My daughters boyfriends uncles grabbed me coming out the door. They pushed me into a nice Escalade and told me were going for a ride. They took me to this place far away from anywhere if they chose to they could kill me and no one would find me. I was threatened by the kid he told me about his uncles and what they could do. I was scared shitless. Wondering what was in their mind. They told me they heard the stories and they were disappointed. These guys were muscular they worked out they were threatening figures. We arrived at a house away past the Forrest. Behind the mountains. Real high up. We went into a closed private room with a tv set and a couple of seats. Through his phone he set up a double chat with his nephew and my daughter was with him. They talked as they explained I was there with them and they would get to see everything that’s about to happen.

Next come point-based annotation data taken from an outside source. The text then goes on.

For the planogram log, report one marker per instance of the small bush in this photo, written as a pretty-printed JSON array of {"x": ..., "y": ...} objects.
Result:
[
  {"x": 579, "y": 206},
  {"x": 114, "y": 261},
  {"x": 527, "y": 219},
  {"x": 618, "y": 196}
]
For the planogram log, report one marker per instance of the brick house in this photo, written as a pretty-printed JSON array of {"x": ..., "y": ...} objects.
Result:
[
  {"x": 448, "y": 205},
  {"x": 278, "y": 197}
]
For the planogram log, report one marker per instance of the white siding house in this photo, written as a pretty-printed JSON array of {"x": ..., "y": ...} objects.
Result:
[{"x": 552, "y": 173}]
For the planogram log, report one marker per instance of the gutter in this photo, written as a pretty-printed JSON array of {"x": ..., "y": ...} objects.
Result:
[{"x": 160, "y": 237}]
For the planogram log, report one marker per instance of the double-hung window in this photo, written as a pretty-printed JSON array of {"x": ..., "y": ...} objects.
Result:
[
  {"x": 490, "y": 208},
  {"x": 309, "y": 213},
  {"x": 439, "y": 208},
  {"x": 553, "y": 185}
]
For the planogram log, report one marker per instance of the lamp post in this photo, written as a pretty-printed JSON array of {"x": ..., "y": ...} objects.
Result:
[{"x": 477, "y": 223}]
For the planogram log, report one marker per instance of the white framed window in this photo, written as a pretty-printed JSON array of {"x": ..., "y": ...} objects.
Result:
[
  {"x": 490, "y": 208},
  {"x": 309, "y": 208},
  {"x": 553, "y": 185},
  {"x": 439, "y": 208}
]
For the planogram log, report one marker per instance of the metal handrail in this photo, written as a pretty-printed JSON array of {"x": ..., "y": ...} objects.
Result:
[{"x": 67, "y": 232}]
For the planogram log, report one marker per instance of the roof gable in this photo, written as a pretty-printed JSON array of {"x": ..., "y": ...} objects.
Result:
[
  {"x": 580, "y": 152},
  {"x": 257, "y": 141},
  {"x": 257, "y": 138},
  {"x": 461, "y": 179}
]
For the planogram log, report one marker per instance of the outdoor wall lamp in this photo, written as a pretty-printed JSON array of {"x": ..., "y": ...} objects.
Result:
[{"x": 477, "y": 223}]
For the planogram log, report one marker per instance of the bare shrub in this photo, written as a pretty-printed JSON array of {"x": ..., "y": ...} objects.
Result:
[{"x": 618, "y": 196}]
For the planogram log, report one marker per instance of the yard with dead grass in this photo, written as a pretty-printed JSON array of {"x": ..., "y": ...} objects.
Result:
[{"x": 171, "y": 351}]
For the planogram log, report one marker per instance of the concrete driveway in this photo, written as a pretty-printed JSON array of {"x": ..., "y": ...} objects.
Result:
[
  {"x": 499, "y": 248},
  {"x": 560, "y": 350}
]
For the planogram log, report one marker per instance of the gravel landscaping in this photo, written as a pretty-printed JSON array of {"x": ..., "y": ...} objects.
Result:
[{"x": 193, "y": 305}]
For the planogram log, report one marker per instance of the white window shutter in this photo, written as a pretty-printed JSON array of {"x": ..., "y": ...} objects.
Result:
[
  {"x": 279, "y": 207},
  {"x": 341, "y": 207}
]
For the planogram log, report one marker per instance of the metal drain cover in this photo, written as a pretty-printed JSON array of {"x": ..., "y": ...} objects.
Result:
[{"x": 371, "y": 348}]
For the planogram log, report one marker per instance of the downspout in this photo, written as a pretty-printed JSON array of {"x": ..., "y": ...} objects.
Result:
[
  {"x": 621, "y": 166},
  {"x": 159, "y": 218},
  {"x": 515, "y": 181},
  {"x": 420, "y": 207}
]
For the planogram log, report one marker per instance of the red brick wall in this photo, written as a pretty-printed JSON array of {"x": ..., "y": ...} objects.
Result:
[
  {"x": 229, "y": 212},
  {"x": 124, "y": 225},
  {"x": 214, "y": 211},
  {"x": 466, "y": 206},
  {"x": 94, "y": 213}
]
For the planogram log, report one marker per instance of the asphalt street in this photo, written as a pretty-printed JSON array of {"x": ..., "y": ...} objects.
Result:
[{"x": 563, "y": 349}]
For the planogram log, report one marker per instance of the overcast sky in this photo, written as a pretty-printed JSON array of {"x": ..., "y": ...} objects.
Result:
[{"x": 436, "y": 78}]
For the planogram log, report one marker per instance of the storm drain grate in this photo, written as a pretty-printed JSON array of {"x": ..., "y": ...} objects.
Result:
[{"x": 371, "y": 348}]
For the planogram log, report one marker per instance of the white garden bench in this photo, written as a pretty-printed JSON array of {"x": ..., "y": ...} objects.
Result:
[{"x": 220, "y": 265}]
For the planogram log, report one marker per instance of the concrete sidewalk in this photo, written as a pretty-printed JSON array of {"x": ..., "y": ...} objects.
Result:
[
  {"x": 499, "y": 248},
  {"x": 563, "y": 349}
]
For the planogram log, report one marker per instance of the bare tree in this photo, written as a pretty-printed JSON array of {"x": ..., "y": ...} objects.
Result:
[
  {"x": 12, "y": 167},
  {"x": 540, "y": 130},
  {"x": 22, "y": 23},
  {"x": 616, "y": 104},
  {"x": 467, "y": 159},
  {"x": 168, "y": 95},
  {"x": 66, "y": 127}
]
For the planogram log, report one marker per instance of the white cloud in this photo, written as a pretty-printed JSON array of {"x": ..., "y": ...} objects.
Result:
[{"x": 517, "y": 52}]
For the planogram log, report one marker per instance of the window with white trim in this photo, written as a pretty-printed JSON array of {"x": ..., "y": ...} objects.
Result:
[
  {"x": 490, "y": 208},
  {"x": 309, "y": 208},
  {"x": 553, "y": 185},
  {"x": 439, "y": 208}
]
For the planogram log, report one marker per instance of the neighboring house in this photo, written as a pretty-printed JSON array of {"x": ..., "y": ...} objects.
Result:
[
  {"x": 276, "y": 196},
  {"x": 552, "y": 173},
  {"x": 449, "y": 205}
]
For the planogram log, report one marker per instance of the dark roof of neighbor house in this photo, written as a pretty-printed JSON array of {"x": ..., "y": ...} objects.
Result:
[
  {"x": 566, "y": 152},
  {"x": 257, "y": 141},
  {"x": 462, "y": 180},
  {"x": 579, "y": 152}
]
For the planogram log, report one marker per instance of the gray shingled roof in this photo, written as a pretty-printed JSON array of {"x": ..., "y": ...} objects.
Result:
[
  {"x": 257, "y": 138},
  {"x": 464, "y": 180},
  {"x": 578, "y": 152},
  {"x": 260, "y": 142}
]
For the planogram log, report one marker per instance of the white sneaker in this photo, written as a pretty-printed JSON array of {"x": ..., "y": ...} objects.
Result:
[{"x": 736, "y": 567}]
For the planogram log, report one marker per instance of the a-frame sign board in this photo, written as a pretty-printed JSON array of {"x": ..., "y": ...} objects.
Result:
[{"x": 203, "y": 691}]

They told me to strip, socks and all.
They then cuffed my arms on the wall spread apart and same with my legs. They detailed my hole body part for part degrading in verbal abuse every failure compared to their chilled perfections as men. My daughter was watching all this abuse I was experiencing as her boyfriend kept telling her baby this is for you, payback for him bathing you and touching you when you were younger. It’s your turn to watch him suffer for what he did to you. They took off the cuffs and beat the s*** out of me wrestling style, made me go through holds of pain and suffering, total humiliation. Manhandling galore. Super exhibition galore. They totally humiliated my a**. When done they let my daughter talk. Dad you know what you did was worthy of this compared to getting killed. I still love you dad I told them not to they wanted to. All I could say was I deserved it. Then thanked her. Later on I’d see her in person not knowing if I could find the guts to show my face after an experience like that.